Shipwrecks are trespassers on the bottom of the ocean, human-made structures decidedly out of their element. But a wreck’s intrusion gradually becomes welcome as various forms of marine life seek refuge among the steel and wood.
The macroscopic animals that inhabit shipwrecks are only there thanks to much smaller forms of life, said Leila Hamdan, a marine microbial ecologist at the University of Southern Mississippi.
That’s because microbes like bacteria and archaea coat surfaces in a sticky layer, a biofilm, that functions as a chemical and physical come-hither call for larger creatures such as barnacles and coral, Dr. Hamdan said. “A shipwreck can never become an artificial reef unless the microorganisms are there first.”
Her team is researching how the presence of a shipwreck affects microbial communities. This field of research, shipwreck microbial ecology, is a niche area of study that spans archaeology, biology, ecology and marine science, she said. “As far as we know, we’re the only ones doing it right now.”

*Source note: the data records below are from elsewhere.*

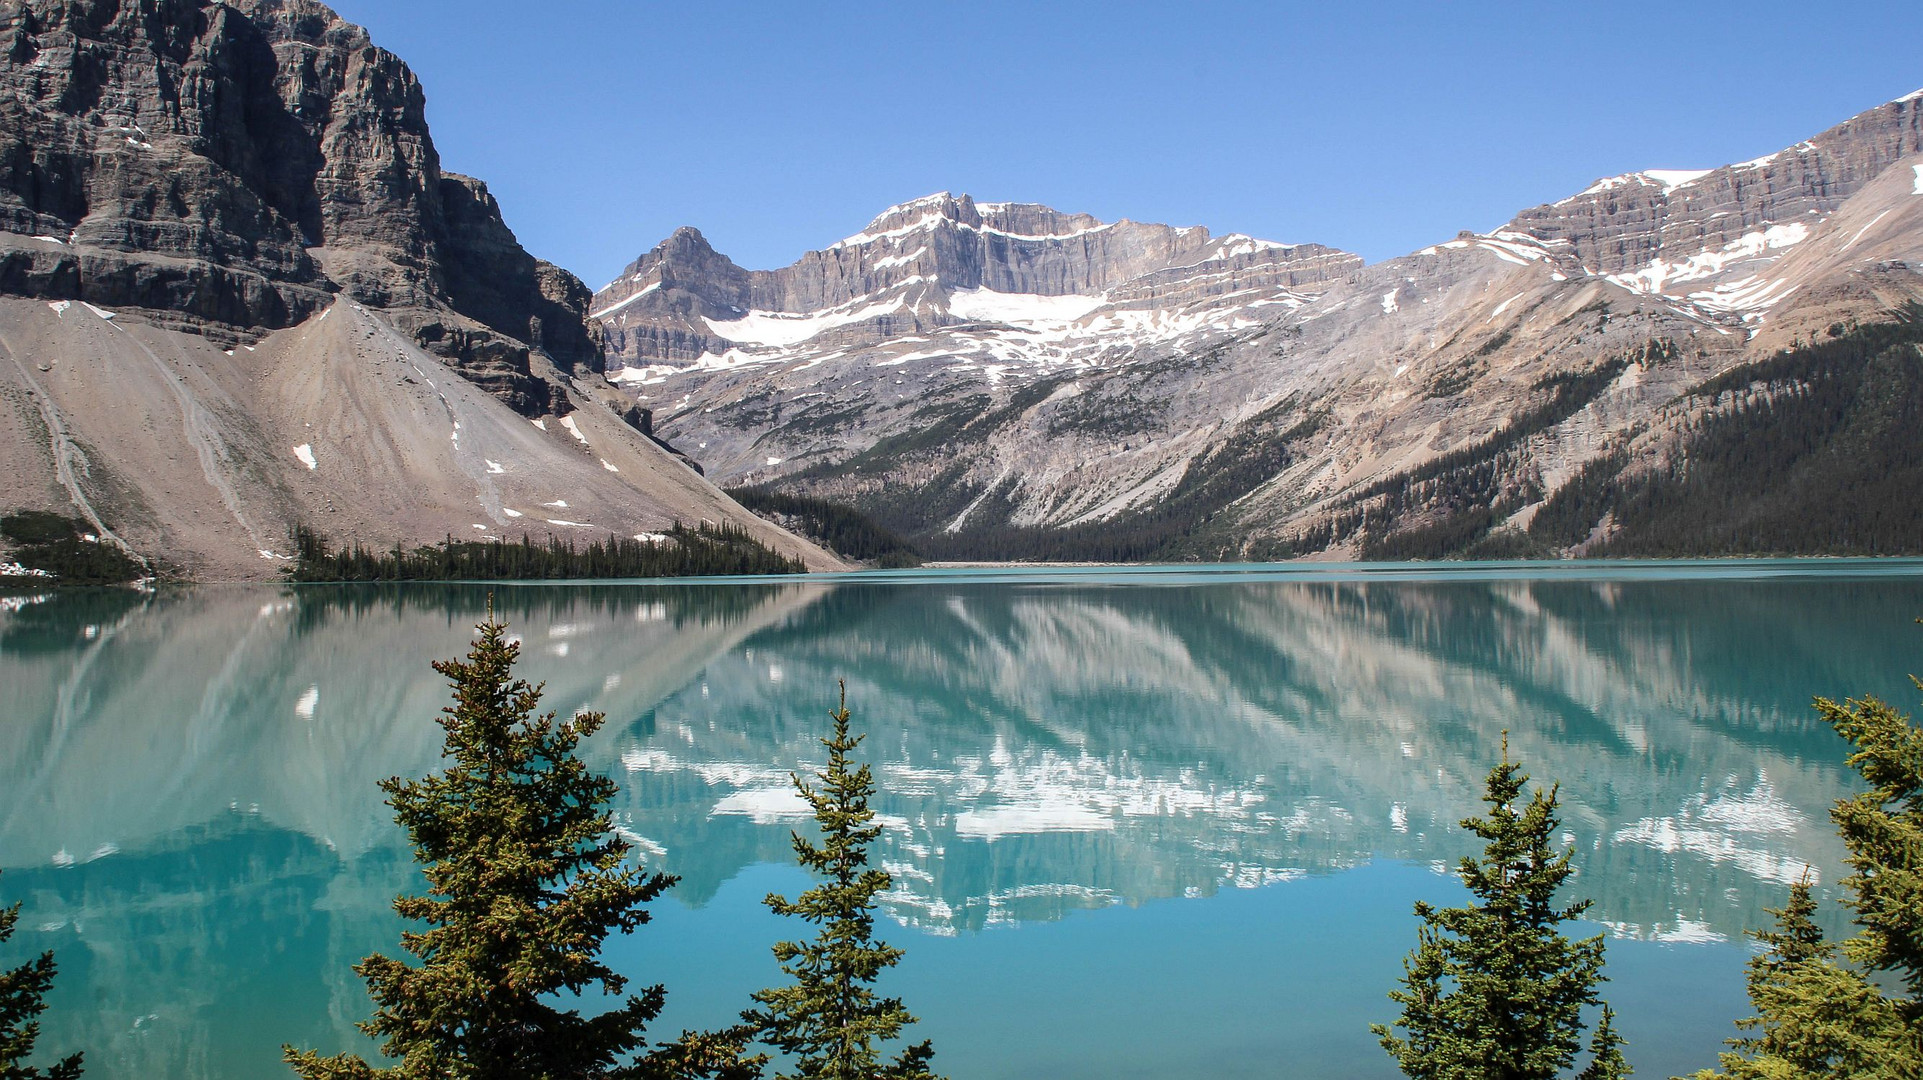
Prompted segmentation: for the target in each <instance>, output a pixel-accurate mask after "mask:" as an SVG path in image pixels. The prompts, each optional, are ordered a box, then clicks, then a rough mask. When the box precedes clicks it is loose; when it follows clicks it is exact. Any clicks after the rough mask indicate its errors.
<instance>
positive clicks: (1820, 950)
mask: <svg viewBox="0 0 1923 1080" xmlns="http://www.w3.org/2000/svg"><path fill="white" fill-rule="evenodd" d="M1815 909H1817V905H1815V899H1813V897H1811V896H1810V882H1808V880H1802V882H1798V884H1794V886H1792V888H1790V901H1788V903H1786V905H1783V907H1781V909H1775V907H1773V909H1769V913H1771V915H1775V917H1777V926H1775V930H1752V932H1750V936H1752V938H1756V940H1758V942H1760V944H1761V945H1763V947H1765V949H1763V951H1761V953H1758V955H1756V957H1752V959H1750V967H1748V984H1750V1005H1752V1007H1754V1009H1756V1015H1754V1017H1748V1019H1742V1020H1736V1026H1738V1028H1744V1030H1752V1032H1756V1034H1754V1036H1746V1038H1733V1040H1729V1047H1731V1049H1727V1051H1723V1055H1721V1063H1723V1070H1721V1072H1715V1070H1710V1068H1706V1070H1702V1072H1698V1074H1696V1080H1819V1078H1823V1080H1852V1078H1854V1080H1900V1078H1906V1076H1908V1078H1913V1076H1915V1074H1917V1063H1915V1059H1910V1057H1908V1055H1904V1053H1900V1051H1898V1047H1900V1038H1902V1020H1900V1019H1898V1017H1896V1011H1894V1009H1892V1007H1890V1003H1888V1001H1886V999H1885V997H1883V995H1881V994H1879V992H1877V988H1875V986H1871V984H1869V980H1867V978H1863V976H1861V974H1860V972H1856V970H1852V969H1848V967H1844V965H1838V963H1836V947H1835V945H1833V944H1831V942H1825V940H1823V930H1821V928H1819V926H1817V924H1815V919H1813V915H1815ZM1906 1061H1908V1067H1906ZM1906 1068H1908V1070H1906Z"/></svg>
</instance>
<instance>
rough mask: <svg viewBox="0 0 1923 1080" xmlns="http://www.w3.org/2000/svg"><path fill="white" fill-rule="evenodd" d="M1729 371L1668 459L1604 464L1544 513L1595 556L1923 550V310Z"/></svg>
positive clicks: (1559, 536) (1561, 536)
mask: <svg viewBox="0 0 1923 1080" xmlns="http://www.w3.org/2000/svg"><path fill="white" fill-rule="evenodd" d="M1831 334H1833V336H1831V338H1829V340H1823V342H1810V344H1804V346H1800V348H1792V350H1785V352H1781V354H1775V356H1771V357H1767V359H1763V361H1758V363H1752V365H1744V367H1738V369H1733V371H1727V373H1723V375H1719V377H1715V379H1711V380H1708V382H1704V384H1700V386H1696V388H1692V390H1690V392H1688V402H1690V404H1694V407H1698V409H1702V415H1700V417H1698V419H1696V421H1694V423H1692V425H1690V429H1688V432H1686V434H1685V436H1683V440H1681V448H1679V452H1677V454H1673V455H1671V457H1669V459H1667V461H1663V463H1658V465H1656V467H1648V465H1646V463H1638V461H1636V459H1633V457H1631V455H1627V454H1621V452H1617V454H1611V455H1606V457H1600V459H1596V461H1592V463H1590V465H1588V467H1586V469H1585V471H1583V473H1579V475H1577V477H1575V479H1573V480H1571V482H1569V484H1565V486H1563V488H1560V490H1558V492H1556V494H1554V496H1552V498H1550V500H1548V502H1546V503H1544V505H1542V509H1538V511H1536V517H1535V519H1533V521H1531V528H1529V534H1531V538H1535V540H1538V542H1542V544H1544V546H1556V548H1563V546H1571V544H1579V542H1583V540H1585V538H1586V536H1588V534H1590V532H1592V530H1594V528H1596V525H1598V523H1602V521H1604V517H1608V521H1610V530H1608V536H1606V538H1604V540H1602V542H1600V544H1596V546H1594V548H1590V553H1596V555H1667V557H1690V555H1913V553H1923V528H1919V523H1923V440H1919V438H1917V432H1919V430H1923V306H1917V304H1911V306H1908V307H1906V309H1904V311H1902V313H1898V317H1896V319H1894V321H1888V323H1879V325H1869V327H1860V329H1854V331H1846V329H1842V327H1831Z"/></svg>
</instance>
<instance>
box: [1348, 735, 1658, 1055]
mask: <svg viewBox="0 0 1923 1080" xmlns="http://www.w3.org/2000/svg"><path fill="white" fill-rule="evenodd" d="M1527 782H1529V776H1527V774H1523V771H1521V765H1515V763H1511V761H1510V753H1508V738H1504V749H1502V763H1500V765H1496V767H1494V769H1492V771H1490V773H1488V790H1486V792H1485V796H1483V801H1485V803H1488V813H1486V815H1485V817H1471V819H1465V821H1463V822H1461V826H1463V828H1467V830H1469V832H1473V834H1477V836H1479V838H1481V840H1483V842H1485V847H1483V857H1481V859H1469V857H1465V859H1463V861H1461V865H1460V867H1458V871H1456V872H1458V874H1460V876H1461V880H1463V884H1465V886H1469V892H1471V896H1473V901H1471V903H1469V905H1467V907H1446V909H1436V907H1431V905H1429V903H1417V905H1415V915H1417V917H1419V919H1421V920H1423V926H1421V930H1419V932H1417V945H1415V951H1411V953H1410V957H1408V959H1406V961H1404V978H1402V988H1400V990H1394V992H1390V995H1388V997H1390V999H1394V1001H1396V1003H1398V1005H1402V1019H1400V1020H1396V1024H1392V1026H1390V1024H1371V1028H1369V1030H1373V1032H1375V1034H1377V1036H1379V1038H1381V1042H1383V1049H1386V1051H1388V1053H1390V1055H1392V1057H1394V1059H1396V1063H1398V1065H1400V1067H1402V1072H1404V1074H1408V1076H1411V1078H1421V1080H1471V1078H1475V1080H1552V1078H1554V1076H1558V1074H1561V1070H1565V1068H1569V1067H1571V1065H1573V1063H1575V1057H1577V1051H1579V1049H1581V1045H1583V1043H1581V1038H1583V1009H1585V1007H1586V1005H1596V1003H1598V1001H1600V999H1598V995H1596V986H1598V984H1600V982H1604V974H1602V936H1600V934H1598V936H1594V938H1585V940H1579V942H1571V940H1569V938H1565V936H1563V934H1561V930H1560V926H1561V924H1563V922H1569V920H1575V919H1579V917H1581V915H1583V913H1585V911H1588V903H1590V901H1586V899H1583V901H1575V903H1569V905H1558V903H1556V892H1558V890H1560V888H1561V884H1563V880H1567V878H1569V874H1571V872H1575V869H1573V867H1571V851H1567V849H1565V851H1554V849H1552V847H1550V836H1552V834H1554V832H1556V826H1558V819H1556V790H1554V788H1550V790H1548V792H1542V790H1540V788H1538V790H1536V792H1535V794H1531V796H1529V801H1527V803H1525V801H1523V788H1525V786H1527ZM1394 1028H1402V1032H1404V1036H1398V1034H1396V1032H1394ZM1590 1049H1592V1053H1594V1061H1592V1065H1590V1067H1588V1068H1585V1072H1583V1076H1586V1078H1615V1076H1625V1074H1627V1072H1629V1067H1627V1065H1625V1063H1623V1059H1621V1040H1619V1038H1617V1036H1615V1026H1613V1015H1611V1013H1610V1011H1604V1020H1602V1024H1598V1026H1596V1032H1594V1038H1592V1040H1590Z"/></svg>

In September 2018, Dr. Hamdan and her colleagues departed from Gulfport, Miss., aboard the research vessel Point Sur. Roughly 70 miles off the coast, the team lowered a remotely operated vehicle called Odysseus into the 80-degree water. Within 45 minutes, Odysseus’ seven thrusters had propelled it to the seafloor. There, it began emitting sonar pings to locate Anona, a shipwreck first discovered in the 1990s that the team knew was nearby.